# Variação da temperatura com a altitude - SkewT (Modelo WRF)



## Zoelae (22 Jan 2008 às 15:43)

Modelo que prevê a variação da temperatura com a altitude, para as principais localidades do país, até às 72h. Aplicado pelo Instituto Geofísico do Infante D. Luiz - Centro de geofísica da Universidade de Lisboa ao território português. Baseia-se no uso de radiossondas/balões meteorológicos.
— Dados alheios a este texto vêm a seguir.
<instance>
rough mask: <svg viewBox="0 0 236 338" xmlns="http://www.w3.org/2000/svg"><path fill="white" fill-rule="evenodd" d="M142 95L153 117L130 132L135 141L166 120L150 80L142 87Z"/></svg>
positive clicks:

Irá ajudar-nos a prever a queda de neve, pois como sabemos nem sempre quando as temperaturas estão negativas à superfície neva, bem como pode nevar com temperaturas bastante acima dos 0ºC
*
-SkewT (Modelo WRF) <--*


----------



## Dan (22 Jan 2008 às 19:06)

Muito interessante

Infelizmente a isotérmica 0ºC vai continuar pelos 3000 metros


----------



## rozzo (22 Jan 2008 às 20:58)

nao queria descmancha-prazeres.. 
sim, os tefigramas sao obviamente optimos para o que disseste.. 
o site em questao é que pronto.. 
nao tem previsoes nada boas.. daí nao acho ser fiavel..


----------



## psm (5 Set 2008 às 09:58)

Para quem tem duvidas sobre os tefigramas, e como interpreta-los aconselho a verificarem no dia de hoje o site do IM, e verificarem os prefis verticais para verificarem de quando à instabilidade e estabilidade, para a cidades do Porto(em especial) e Lisboa, e irão verificar como as linhas (verde para humidade relativa),(azul para temperatura) se juntam até à altura dos + - 3500 (650 hp) metros em que a linha verde(humidade relativa) e a azul(temperatura)  mesmo havendo um descrescimo de humidade durante 1200 metros, é por volta dos 6000 metros que voltam quase a se juntar.
De um modo geralquanto mais juntas estas linhas estiverem mais instavel será o tempo(precipitação e trovoadas).





ps: É de referir que um dos problemas que se tem para ver estes tefigramas é o diminuto tamanho numeros e vectores de vento fornecidos pelo IM


----------



## psm (5 Set 2008 às 11:52)

Tendo esquecido de referir que o link que o Zolae pôs é muito mais legivel e simples de interpetar


----------